Tobacco use is the leading cause of preventable morbidity and mortality in the United States.1 The nicotine in tobacco is highly addictive, and nicotine dependence is a serious impediment to tobacco cessation. There is now wide consensus on the efficacy of evidence-based tobacco cessation behavioral strategies and pharmacologic treatments, the expanded implementation of which would significantly decrease smoking rates and the development of tobacco-related diseases.2
It is estimated that approximately one-third of patients who smoked prior to their illness continue to smoke after receiving a cancer diagnosis.3 Tobacco use among patients with cancer can have an adverse effect on their overall survival and quality of life.4 In addition, smoking during treatment leads to an increased incidence of serious adverse effects, such as oral mucositis, pulmonary and cardiovascular complications, weight loss, impaired wound healing, and infection.5,6 Continuing to smoke has been reported to decrease the effectiveness of cancer treatment.

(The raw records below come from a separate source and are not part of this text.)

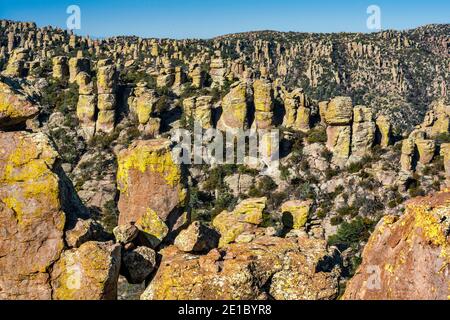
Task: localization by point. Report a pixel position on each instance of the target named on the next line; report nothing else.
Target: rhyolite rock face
(282, 268)
(31, 216)
(263, 100)
(296, 213)
(234, 108)
(245, 217)
(15, 106)
(89, 272)
(152, 193)
(197, 238)
(138, 264)
(407, 257)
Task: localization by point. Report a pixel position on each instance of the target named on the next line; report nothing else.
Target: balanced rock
(152, 194)
(197, 238)
(89, 272)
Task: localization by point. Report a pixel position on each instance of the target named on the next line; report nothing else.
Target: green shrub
(350, 234)
(318, 134)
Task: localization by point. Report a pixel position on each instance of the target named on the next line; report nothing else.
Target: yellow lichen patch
(431, 227)
(155, 157)
(15, 206)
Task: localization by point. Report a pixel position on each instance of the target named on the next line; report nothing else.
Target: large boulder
(89, 272)
(244, 218)
(268, 266)
(407, 257)
(152, 194)
(339, 111)
(31, 215)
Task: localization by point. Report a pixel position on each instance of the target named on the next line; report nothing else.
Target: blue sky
(209, 18)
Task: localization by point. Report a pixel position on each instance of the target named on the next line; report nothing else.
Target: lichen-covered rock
(406, 159)
(77, 65)
(152, 194)
(197, 238)
(426, 149)
(385, 130)
(86, 114)
(199, 109)
(15, 106)
(407, 257)
(339, 142)
(296, 213)
(245, 271)
(245, 217)
(339, 111)
(263, 100)
(83, 231)
(234, 108)
(138, 264)
(143, 104)
(125, 233)
(31, 216)
(60, 67)
(89, 272)
(363, 131)
(445, 153)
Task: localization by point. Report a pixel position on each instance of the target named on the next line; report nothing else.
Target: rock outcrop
(89, 272)
(31, 214)
(407, 257)
(234, 108)
(152, 194)
(284, 269)
(244, 218)
(15, 105)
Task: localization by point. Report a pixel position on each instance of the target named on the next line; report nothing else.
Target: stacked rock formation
(422, 146)
(297, 108)
(363, 131)
(263, 100)
(338, 117)
(106, 88)
(16, 63)
(76, 65)
(15, 105)
(86, 105)
(234, 108)
(166, 75)
(142, 104)
(217, 71)
(60, 68)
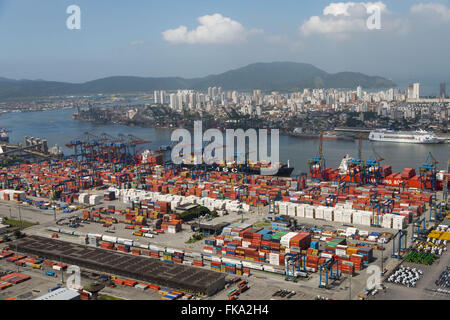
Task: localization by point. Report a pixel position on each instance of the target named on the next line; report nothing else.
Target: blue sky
(126, 38)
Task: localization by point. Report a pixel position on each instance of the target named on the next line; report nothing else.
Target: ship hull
(407, 141)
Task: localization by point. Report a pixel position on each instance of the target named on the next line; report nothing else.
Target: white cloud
(345, 8)
(136, 43)
(339, 19)
(212, 29)
(432, 10)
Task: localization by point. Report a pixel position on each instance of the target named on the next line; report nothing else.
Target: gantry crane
(373, 168)
(428, 172)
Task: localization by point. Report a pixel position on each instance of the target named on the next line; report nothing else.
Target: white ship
(421, 136)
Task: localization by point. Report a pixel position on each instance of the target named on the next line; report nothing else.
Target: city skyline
(208, 38)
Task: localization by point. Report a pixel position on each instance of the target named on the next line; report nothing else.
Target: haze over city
(194, 39)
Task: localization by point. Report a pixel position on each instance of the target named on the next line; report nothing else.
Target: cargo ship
(418, 137)
(298, 133)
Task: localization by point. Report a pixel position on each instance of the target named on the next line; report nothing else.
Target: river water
(58, 127)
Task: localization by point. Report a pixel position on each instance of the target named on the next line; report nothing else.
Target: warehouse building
(175, 276)
(60, 294)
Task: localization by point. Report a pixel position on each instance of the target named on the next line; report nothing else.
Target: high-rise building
(359, 92)
(173, 101)
(414, 91)
(442, 90)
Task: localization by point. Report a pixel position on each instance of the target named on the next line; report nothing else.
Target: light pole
(20, 218)
(350, 287)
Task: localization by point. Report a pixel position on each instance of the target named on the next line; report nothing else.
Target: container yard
(192, 231)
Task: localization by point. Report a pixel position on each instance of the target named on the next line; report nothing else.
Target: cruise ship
(421, 136)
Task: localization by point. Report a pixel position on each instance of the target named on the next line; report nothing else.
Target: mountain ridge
(265, 76)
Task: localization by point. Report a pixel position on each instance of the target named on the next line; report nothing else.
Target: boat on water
(298, 133)
(417, 137)
(249, 168)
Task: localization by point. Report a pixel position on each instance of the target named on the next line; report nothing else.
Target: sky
(196, 38)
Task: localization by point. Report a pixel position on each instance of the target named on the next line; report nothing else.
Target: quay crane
(317, 165)
(373, 168)
(428, 172)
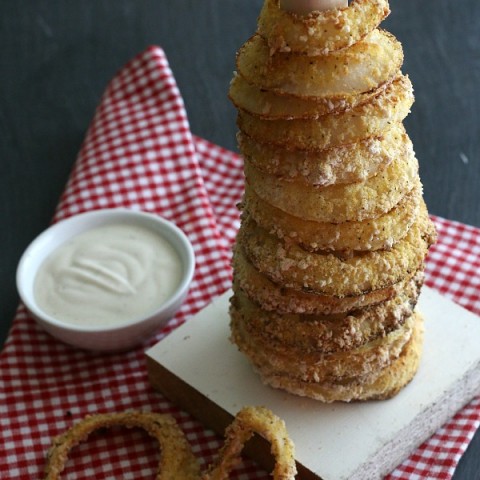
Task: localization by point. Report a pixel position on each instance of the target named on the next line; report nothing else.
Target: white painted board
(338, 441)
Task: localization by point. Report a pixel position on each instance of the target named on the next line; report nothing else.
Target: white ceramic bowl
(119, 337)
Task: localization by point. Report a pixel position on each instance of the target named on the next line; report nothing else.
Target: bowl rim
(86, 221)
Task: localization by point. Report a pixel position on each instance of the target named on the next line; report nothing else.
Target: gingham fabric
(140, 154)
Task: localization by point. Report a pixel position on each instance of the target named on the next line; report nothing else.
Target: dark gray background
(56, 57)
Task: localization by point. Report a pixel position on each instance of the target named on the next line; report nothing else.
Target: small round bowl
(125, 335)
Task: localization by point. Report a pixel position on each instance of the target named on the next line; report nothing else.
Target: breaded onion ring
(319, 32)
(272, 106)
(373, 234)
(177, 461)
(343, 164)
(176, 457)
(275, 297)
(364, 361)
(364, 121)
(329, 274)
(338, 203)
(387, 384)
(300, 333)
(247, 422)
(361, 68)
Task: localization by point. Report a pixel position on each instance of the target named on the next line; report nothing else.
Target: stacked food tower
(329, 259)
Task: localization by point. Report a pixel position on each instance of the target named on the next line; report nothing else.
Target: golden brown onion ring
(364, 121)
(274, 297)
(329, 274)
(344, 164)
(247, 422)
(272, 106)
(319, 32)
(364, 361)
(338, 203)
(387, 384)
(300, 333)
(374, 234)
(361, 68)
(176, 458)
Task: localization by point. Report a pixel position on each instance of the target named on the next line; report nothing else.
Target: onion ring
(176, 459)
(373, 234)
(329, 274)
(344, 164)
(272, 106)
(247, 422)
(319, 33)
(299, 333)
(338, 203)
(364, 121)
(275, 297)
(365, 361)
(387, 384)
(361, 68)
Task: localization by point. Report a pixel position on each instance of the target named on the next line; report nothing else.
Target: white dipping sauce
(108, 275)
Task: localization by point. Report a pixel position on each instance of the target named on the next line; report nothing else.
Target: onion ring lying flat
(274, 297)
(272, 106)
(364, 121)
(327, 274)
(361, 68)
(373, 234)
(176, 459)
(247, 422)
(338, 203)
(364, 361)
(323, 333)
(319, 32)
(343, 164)
(388, 383)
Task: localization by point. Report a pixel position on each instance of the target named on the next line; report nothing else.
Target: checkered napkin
(140, 154)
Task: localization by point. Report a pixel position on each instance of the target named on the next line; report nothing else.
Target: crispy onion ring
(373, 234)
(313, 367)
(329, 274)
(344, 164)
(275, 297)
(299, 333)
(338, 203)
(364, 121)
(387, 384)
(319, 33)
(247, 422)
(176, 458)
(361, 68)
(272, 106)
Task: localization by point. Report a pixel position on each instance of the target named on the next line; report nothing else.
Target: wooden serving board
(202, 372)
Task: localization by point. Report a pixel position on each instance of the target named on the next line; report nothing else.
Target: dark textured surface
(58, 55)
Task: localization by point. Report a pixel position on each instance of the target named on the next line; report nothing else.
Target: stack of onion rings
(334, 231)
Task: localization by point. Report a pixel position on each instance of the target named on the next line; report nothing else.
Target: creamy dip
(108, 275)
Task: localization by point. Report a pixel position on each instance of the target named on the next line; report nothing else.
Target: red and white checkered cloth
(139, 153)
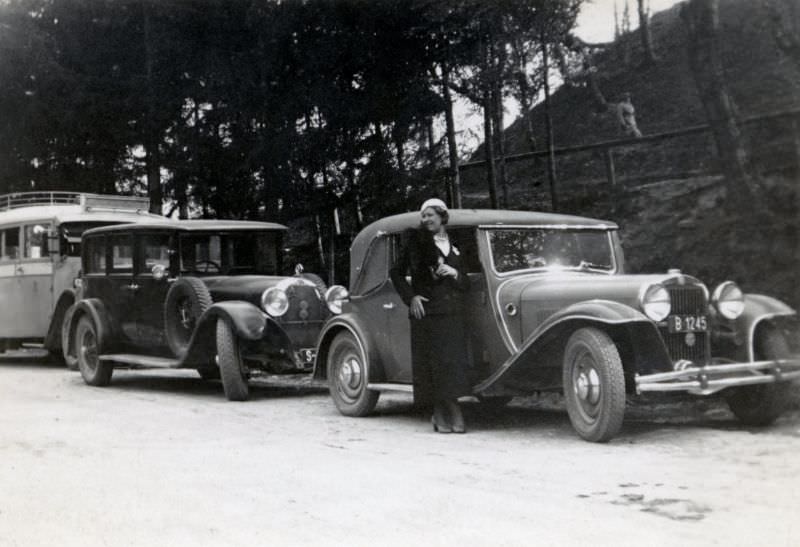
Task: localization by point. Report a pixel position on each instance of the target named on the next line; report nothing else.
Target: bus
(40, 256)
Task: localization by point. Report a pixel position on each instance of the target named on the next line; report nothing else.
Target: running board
(147, 361)
(405, 388)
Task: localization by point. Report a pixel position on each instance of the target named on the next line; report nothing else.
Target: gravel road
(162, 459)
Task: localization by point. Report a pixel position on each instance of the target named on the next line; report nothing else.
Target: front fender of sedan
(347, 322)
(248, 322)
(736, 339)
(537, 364)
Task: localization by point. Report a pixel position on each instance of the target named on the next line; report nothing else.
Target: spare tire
(187, 300)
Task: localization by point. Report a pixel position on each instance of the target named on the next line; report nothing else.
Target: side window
(121, 247)
(375, 269)
(153, 251)
(95, 255)
(10, 240)
(36, 240)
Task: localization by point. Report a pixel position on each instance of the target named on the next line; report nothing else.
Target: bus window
(10, 244)
(36, 241)
(96, 255)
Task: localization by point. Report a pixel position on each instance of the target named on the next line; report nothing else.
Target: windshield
(231, 253)
(551, 249)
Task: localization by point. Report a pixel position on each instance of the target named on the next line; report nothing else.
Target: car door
(153, 249)
(384, 313)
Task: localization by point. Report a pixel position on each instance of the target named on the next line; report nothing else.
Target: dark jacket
(420, 258)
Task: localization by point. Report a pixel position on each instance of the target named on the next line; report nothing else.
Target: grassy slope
(678, 223)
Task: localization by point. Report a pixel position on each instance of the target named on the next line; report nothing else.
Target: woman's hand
(417, 309)
(446, 271)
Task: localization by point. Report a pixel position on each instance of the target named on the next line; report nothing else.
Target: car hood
(247, 287)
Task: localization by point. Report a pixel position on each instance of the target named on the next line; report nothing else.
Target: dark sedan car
(207, 295)
(551, 307)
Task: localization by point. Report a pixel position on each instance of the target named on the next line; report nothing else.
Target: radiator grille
(687, 300)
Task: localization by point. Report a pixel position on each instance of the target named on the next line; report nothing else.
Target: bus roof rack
(86, 201)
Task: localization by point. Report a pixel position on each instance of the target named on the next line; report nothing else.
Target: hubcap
(587, 386)
(88, 349)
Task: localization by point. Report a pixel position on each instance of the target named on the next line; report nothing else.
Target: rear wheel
(230, 363)
(594, 385)
(761, 405)
(87, 348)
(347, 377)
(187, 300)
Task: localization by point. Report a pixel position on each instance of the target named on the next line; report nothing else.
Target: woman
(435, 303)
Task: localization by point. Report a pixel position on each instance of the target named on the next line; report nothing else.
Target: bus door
(34, 276)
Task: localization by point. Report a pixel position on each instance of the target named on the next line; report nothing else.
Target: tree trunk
(701, 18)
(645, 34)
(548, 121)
(452, 148)
(152, 160)
(488, 143)
(499, 136)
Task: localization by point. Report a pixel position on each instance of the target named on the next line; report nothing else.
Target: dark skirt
(439, 353)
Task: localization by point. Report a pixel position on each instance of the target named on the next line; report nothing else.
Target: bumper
(713, 378)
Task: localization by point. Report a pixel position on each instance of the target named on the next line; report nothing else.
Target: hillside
(675, 220)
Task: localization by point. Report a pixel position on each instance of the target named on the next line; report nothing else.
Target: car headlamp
(728, 299)
(274, 301)
(655, 301)
(334, 297)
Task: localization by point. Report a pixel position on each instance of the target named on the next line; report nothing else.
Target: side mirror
(159, 272)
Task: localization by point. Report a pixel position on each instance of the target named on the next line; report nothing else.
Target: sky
(595, 24)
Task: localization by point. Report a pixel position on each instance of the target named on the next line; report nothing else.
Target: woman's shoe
(457, 417)
(440, 424)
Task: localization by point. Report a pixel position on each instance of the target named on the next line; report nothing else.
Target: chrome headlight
(728, 299)
(655, 302)
(275, 301)
(334, 297)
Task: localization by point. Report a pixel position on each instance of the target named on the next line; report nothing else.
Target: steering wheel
(207, 263)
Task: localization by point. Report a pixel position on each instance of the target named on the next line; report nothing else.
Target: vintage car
(551, 307)
(40, 234)
(198, 294)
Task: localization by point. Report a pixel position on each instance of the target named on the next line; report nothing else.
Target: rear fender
(347, 322)
(637, 338)
(96, 310)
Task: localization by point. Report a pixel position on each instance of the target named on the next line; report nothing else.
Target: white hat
(433, 202)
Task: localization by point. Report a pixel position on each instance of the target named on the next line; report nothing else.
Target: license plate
(687, 323)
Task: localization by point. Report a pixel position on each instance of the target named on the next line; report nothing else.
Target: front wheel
(230, 363)
(87, 348)
(347, 377)
(761, 405)
(594, 385)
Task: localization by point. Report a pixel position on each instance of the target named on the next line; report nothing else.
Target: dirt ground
(162, 459)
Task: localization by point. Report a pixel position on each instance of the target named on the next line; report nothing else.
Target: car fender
(94, 308)
(248, 322)
(54, 340)
(758, 309)
(622, 322)
(347, 322)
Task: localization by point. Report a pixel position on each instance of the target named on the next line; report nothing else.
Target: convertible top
(470, 217)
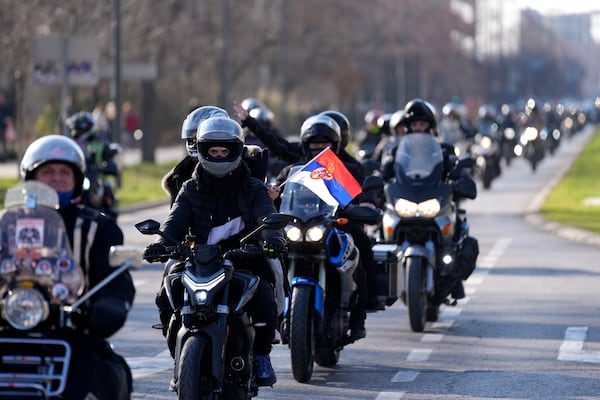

For example, response rates at the end of radiation therapy have been reported to be lower in smokers than in nonsmokers or smokers who quit before treatment,7 and smoking has been shown to induce the hepatic metabolism of chemotherapy drugs, thereby reducing their therapeutic effects.8 Continued smoking also increases the rate of surgical complications, an important consideration because surgery is a major treatment for cancer. The numerous effects of smoking on surgical outcomes, including increased reintubation, aspiration/respiratory infections, increased length of hospital stay, and wound dehiscence, are so detrimental that surgeons now often will not operate unless a smoker has been abstinent for several weeks.9
Stopping smoking prior to a cancer diagnosis or treatment can improve survival outcomes.10 Among smokers in general, higher self-efficacy and increased perception of harm are related to success in quitting smoking.11 Several studies have shown that patients' desire and motivation to quit tobacco increase after a cancer diagnosis, particularly if their cancer is known to be causally related to tobacco use (eg, lung, bladder, and head and neck cancers).12,13 Thus, a cancer diagnosis presents an opportunity for healthcare providers to offer a tobacco cessation intervention. The 2008 U.S. Public Health Service Clinical Practice Guideline (PHS 2008) on treating tobacco use and dependence found robust evidence that evidence-based counseling and pharmacotherapy independently improved abstinence rates in smokers, and together doubled the abstinence rates of either modality alone. Results were so compelling that the use of medications and counseling together is considered standard of care for all smokers and tobacco users.2 The recommended counseling usually consists of motivational enhancement, problem solving, skills training, and social support, whereas the pharmacotherapy options for smoking cessation include 5 nicotine replacement therapies (NRTs: nicotine gum, inhaler, lozenge, nasal spray, and patch) and the non-nicotine medications bupropion sustained release (SR) or extended release (XL), and varenicline.2
Patients with cancer have unique challenges for smoking cessation. They often struggle with high-levels of stress, anxiety, and depression14; they are often older with multiple failed attempts to quit; they may have complex medication regimens; and they may be experiencing side effects of illness and treatment. Many of these (particularly stress, anxiety, and depression) are associated with smoking and smoking relapses, and patients may respond to some treatments better than others.6 Patients with cancer and their partners tend to experience cancer-related distress15 that can overwhelm their sense of coherence. As Stark and House16 noted, cancer treatment, although holding promise of remission, often results in unmanageable anxiety that may complicate or hinder tobacco cessation. Therefore, it is recommended that comprehensive cancer treatment include a robust treatment program for tobacco use along with identification and treatment of psychiatric symptoms and disorders.17
Although many cancer centers offer some form of tobacco cessation support, only a few cancer centers currently provide a full spectrum of tobacco cessation services to all of their patients.18,19 In order to provide high-quality individualized care for a population with comorbidities and numerous relapse challenges, it is important to implement a programmatic structure that allows for a wide range of motivational (readiness to quit) states, nicotine dependence, and economic, psychiatric, and scheduling challenges. This article describes and presents diagrams illustrating treatment tracks, or treatment pathways, in the Tobacco Treatment Program (TTP) at MD Anderson Cancer Center that we have developed and refined over the past 10 years. We also present basic outcome data on abstinence rates that our patients have achieved.